The Federal Communications Commission settled in for its monthly meeting this afternoon, a marathon session devoted to updating the commissioners on the agency’s work in developing a national broadband strategy.
The agenda, which included 21 presentations and more than 150 PowerPoint slides, was a dramatic reminder of just enormous the task facing the agency is.
“The challenge that we all have to recognize is that the task that we’re being asked to do cannot really be done with the current resources,” Blair Levin, executive director of the FCC’s Omnibus Broadband Initiative, said at this afternoon’s meeting.
Levin stressed that the administration’s goal of delivering robust, affordable high-speed service to all Americans will require the agency to “unleash underutilized assets,” asserting that the combined public and private expenditures won’t be enough to bridge the digital divide.
Today’s hearing follows 26 public workshops FCC staffers have held focusing on various aspects of the U.S. Internet market as they race to deliver the broadband plan to Congress next February.
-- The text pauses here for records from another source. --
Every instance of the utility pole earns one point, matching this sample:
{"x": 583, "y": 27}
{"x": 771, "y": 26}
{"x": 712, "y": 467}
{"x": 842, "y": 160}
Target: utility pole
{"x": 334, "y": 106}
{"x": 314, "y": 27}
Six more workshops are planned.
“It’s an unusual process for the FCC,” FCC Chairman Julius Genachowski said. “We haven’t seen anything quite like this before.”
Congress directed the FCC to develop the broadband strategy as part of the economic stimulus package enacted in February. That mandate was part of a growing recognition that the United States is not where it needs to be with regard to universal, affordable broadband service.
“The social cost of not being online is increasing,” said Carlos Kirjner, special adviser to Chairman Genachowski.
In its preliminary research, the FCC’s broadband task force found that more than 70 percent of high school students say the Internet is their primary resource for doing their homework, Levin said.
The FCC team also found that the majority of large employers no longer accept paper résumés from job applicants.
In the spirit of Levin’s comment that the agency must wring more value out existing resources, the task force is developing various policy recommendations, such as reforming the FCC’s spectrum regime and the subsidy it uses to provide low-income Americans with telephone service, the Universal Service Fund, to include broadband.
However, as the nearly 41,000 pages of comments the FCC has already received on the matter make clear, even the goal of universal, affordable broadband isn’t a black and white matter.
Kirjner noted that delivering service sufficient for e-mail and basic Web browsing is a very different goal than the ubiquitous connectivity needed to support data-intensive applications, such as medical consultation or remote education.
“We attach meaning to the expression ‘universal broadband’ only when we describe what applications it will support,” he said.
The broadband task force is planning to develop more concrete policy recommendations in the weeks leading up to Feb. 17, when the review is due to Congress.